The Bloomberg Dollar Spot Index topped out Oct. 31 before falling sharply Nov. 1. It’s almost 2% below that peak but it already looks likely that high may not be tested again this year.
The data over those two days presented a clear picture of declining economic confidence. Whether it was the Chicago or Markit PMIs or the ISM indicator, all three dropped more than forecast.
The subsequent wages data helped U.S. yields rise but that’s no longer supportive for the dollar when it’s perceived to be occurring amid a deteriorating growth outlook.
Wage inflation squeezing corporate margins just as borrowing costs climb is a classic late-cycle dynamic that warrants elevated volatility for equities even if the bull market isn’t over yet.
Combined with concerns about the U.S. twin deficits — annualized debt costs surged again in October — higher U.S. yields have the potential to soon be seen as an outright negative for the dollar.
The pillars for U.S. equity and dollar outperformance are being eroded rapidly and the midterm results feed that narrative. Suddenly, the looming threat of a government shutdown in early December looks both more real and more negative with the Democrats winning control of the House.
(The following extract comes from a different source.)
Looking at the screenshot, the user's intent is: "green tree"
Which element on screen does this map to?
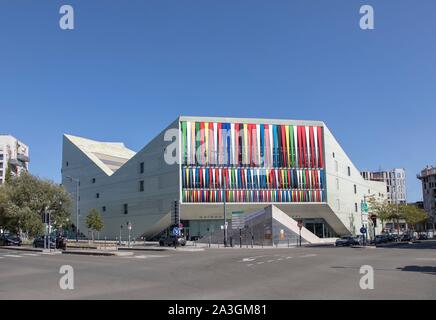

The slim chances of further fiscal stimulus to boost U.S. assets and potential dollar repatriation have vanished entirely, while some commentators fear greater volatility from acrimonious Trump tweets triggered by a divided Congress.
The greenback is overvalued relative to the currencies of all 10 of its largest trading partners, according to IMF purchasing-power-parity metrics. That might soon become relevant given Trump’s isolationist approach on the world stage will now see him more isolated in domestic politics.
The tail risk of fresh impetus for U.S. assets is behind us. The tail risk of a very risk-averse outcome has also been averted. The middle ground of results coming exactly as anticipated supports investor releveraging — but that could translate into selling the dollar to buy global assets over U.S. equities.
And finally, as a reminder, President Trump is not Larry Kudlow – a weaker dollar is just what he has been hoping for, so don’t expect any Washington jawboning if this trend lower in the greenback accelerates.